Who doesn’t love a big ol’ celebration? A wedding, Christmas, a 30th birthday. They’re all an excuse to get a bit silly, drink a bit too much prosecco and laugh an evening away with your nearest and dearest. Having something to celebrate helps set the right tone and create a jubilant atmosphere. Celebration, in short, is a really good idea.
But. It’s really easy to be a bit bad at it. To groan at a wedding invite or pull out of a birthday do. We might make a special effort for a wedding anniversary but when it comes to celebrating with friends (another hen do, seriously?) we can quickly lose enthusiasm.
Well, I have a radical suggestion. Firstly, that celebrating our friends is really important and will, if done properly, transform the quality and intimacy of your relationships. Secondly, if you make a point of celebrating the small things with them, the big things will become less of a chore.
Choose your friends worth celebrating with
Brutal but unavoidable. You don’t have enough time, energy or headspace to be a good, celebratory friend to everybody so narrow your field. Who sparks joy? Who makes you feel good about yourself? Who challenges you on the stuff that needs challenging and encourages the stuff that needs encouraging? Seek out the friends in your group who make your heart soar and give them more of your focus. Better to be a brilliant friend to few than a mediocre friend to many.
Find out what their love language is – and then speak it
Everyone gives and receives love in different ways () and figuring that out for you and your friends will genuinely change how well you love your friends.
My top two love languages are words of affirmation and gifts. Which means I need my friends to tell me that they love me and that they care. I also love messages, WhatsApps and phone calls. I also really value gifts and the thought that goes into them. However, I can do without quality time or acts of service. It sounds silly but these different ways of expressing love can have a radical impact on your relationships.
Figure out how your friends receive love and then give it to them that way. They might be quality time people and so really appreciate a coffee date or a weekend away or maybe it’s acts of service so dropping round a ready-made dinner during a hard week might speak to them. Or maybe it’s words of affirmation and so remembering that lovingly written birthday card might be key.

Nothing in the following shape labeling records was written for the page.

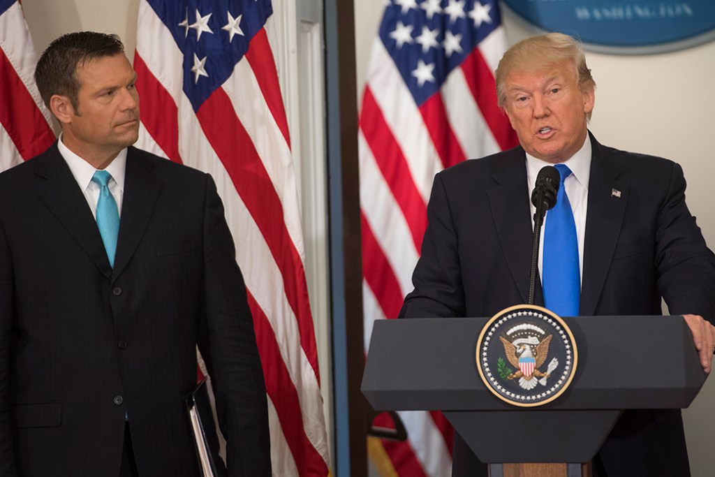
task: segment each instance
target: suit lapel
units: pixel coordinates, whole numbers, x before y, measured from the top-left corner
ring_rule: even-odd
[[[529,217],[523,149],[518,147],[512,149],[509,155],[500,158],[492,177],[500,185],[488,192],[494,225],[509,270],[526,303],[528,300],[533,230]]]
[[[38,196],[99,271],[110,277],[112,267],[97,222],[69,167],[62,159],[57,143],[34,160],[37,161],[37,175],[44,179],[37,188]]]
[[[152,175],[153,164],[150,162],[142,161],[142,154],[139,149],[129,147],[127,154],[124,193],[114,260],[114,279],[119,276],[137,250],[162,189],[162,183]]]
[[[621,167],[606,148],[593,137],[591,139],[593,153],[580,304],[580,314],[583,316],[596,313],[623,226],[628,197],[628,185],[618,180]]]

Make a big deal of the small things
The scary conversations with their boss, the nailing a recipe for the first time, the booking a weekend away. Small things are important and celebrating them is too. The joy of being intentional about a few friends is that you can be more intimately involved in their lives. You know which small things are actually really big things to them. You’re traversing the landscape of their life with them and so you’re there in the low points, ready to console and you’re also not only there at the high points but you’re also aware that it IS a high point. It makes it so much easier to have the champagne chilled and ready that way….
Catch up, face to face
Easier said than done but even if it’s only every few months it’s so important to connect face to face. To have those personal moments where you can squeal congratulations, make a big deal of their latest work win and order a second round just because they’re finally tackling their driving test or managed to put their foot down with their mother in law.
Book in a recurring date every six weeks or have a regular Thursday coffee. It makes a big difference.
Cherish “your things”
Your song. Your place. I have certain coffee shops that are my go to with certain friends. Just as my husband and I have “our places”. These rhythms of regular places help add a framework, a solidarity to your relationships. They’re glistening pillars that help mark your journey and remind you of conversations and celebrations passed.
In short, celebrate the hell out of the people you love and do it with intention.